Yes, of course we’d all guessed. ‘Disappearing’ Hen Harriers and grouse moors are rarely NOT found in the same sentence. We’ve heard it so damn often that it’s expected now. Even national newspapers have made the link.

Not that the grouse shooting industry seems particularly bothered. The wildlife crime that underpins the grouse shooting industry is nothing new. Gamekeepers were wiping out Hen Harriers when it was still legal to do so, and they have continued to wipe out Hen Harriers long after it wasn’t. Changes in the law have made little difference. Enforcement is impossible even when the authorities make the effort to try anyway. And the ‘threat’ of licencing will do nothing but legitimise a hobby that sees half a million grouse and millions of native animals killed in traps and snares every year.
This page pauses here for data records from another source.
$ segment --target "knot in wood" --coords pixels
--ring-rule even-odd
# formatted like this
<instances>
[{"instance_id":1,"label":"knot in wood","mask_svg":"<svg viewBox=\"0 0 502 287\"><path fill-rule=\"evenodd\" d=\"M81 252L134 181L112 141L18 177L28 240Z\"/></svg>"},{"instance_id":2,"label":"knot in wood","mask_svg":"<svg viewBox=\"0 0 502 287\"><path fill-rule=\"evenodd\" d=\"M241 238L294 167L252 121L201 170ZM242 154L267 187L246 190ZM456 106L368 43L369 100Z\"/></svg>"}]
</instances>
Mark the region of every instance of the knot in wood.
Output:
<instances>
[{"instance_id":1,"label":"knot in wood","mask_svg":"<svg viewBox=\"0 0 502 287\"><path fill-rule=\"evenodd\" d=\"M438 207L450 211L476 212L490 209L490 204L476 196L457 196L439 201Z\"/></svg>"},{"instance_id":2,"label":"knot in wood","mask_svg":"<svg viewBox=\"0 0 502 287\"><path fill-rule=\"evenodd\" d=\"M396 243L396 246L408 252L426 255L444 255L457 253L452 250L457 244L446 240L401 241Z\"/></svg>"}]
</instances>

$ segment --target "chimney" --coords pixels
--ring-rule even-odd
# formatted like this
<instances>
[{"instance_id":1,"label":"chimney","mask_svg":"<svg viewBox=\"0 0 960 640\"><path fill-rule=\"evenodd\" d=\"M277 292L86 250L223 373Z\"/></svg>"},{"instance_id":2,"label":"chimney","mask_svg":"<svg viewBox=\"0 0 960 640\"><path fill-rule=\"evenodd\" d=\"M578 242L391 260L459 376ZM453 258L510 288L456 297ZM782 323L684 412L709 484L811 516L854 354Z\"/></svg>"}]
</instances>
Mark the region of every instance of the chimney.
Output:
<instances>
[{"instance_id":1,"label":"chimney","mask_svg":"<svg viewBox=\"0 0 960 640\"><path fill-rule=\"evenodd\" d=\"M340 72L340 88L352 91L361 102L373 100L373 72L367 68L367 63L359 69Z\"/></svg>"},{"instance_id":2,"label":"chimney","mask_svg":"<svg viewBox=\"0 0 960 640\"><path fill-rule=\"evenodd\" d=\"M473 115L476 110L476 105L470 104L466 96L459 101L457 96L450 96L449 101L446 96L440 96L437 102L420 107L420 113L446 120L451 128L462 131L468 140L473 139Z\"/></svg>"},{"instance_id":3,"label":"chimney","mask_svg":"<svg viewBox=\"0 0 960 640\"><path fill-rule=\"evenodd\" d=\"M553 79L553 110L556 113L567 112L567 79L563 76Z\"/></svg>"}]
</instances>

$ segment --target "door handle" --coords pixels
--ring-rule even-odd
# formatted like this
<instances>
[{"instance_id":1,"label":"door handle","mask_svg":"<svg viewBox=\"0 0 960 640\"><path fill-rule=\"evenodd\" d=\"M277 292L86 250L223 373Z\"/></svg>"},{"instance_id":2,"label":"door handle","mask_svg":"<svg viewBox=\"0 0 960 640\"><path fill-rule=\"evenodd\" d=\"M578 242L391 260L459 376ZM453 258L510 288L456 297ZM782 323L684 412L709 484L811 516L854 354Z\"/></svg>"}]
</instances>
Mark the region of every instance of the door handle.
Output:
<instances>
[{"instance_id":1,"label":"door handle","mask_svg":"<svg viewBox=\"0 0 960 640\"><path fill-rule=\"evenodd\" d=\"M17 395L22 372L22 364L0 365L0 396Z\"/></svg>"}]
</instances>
But we still have come a very long way since Raptor Persecution UK posted their first article eleven years ago; since Dr Mark Avery published ‘Inglorious’; since the first Hen Harrier Day; since we all began to question why a few astonishingly wealthy landowners had the right to sell our beautiful birds to shooters on a day out.
That doesn’t mean that there isn’t a long way to go still. It would help Hen Harriers if our leading conservation organisations would also abandon the ridiculous notion of ‘neutrality’. Dialogue with the shooting industry hasn’t worked. The RSPB in particular is mocked online, castigated by shooting representatives in media opinion pieces, and derided as ‘dividing the countryside’ when they demand that laws protecting raptors are upheld. At the moment the superb RSPB Investigations Unit spend most of their time cleaning up the chaos that shooting causes.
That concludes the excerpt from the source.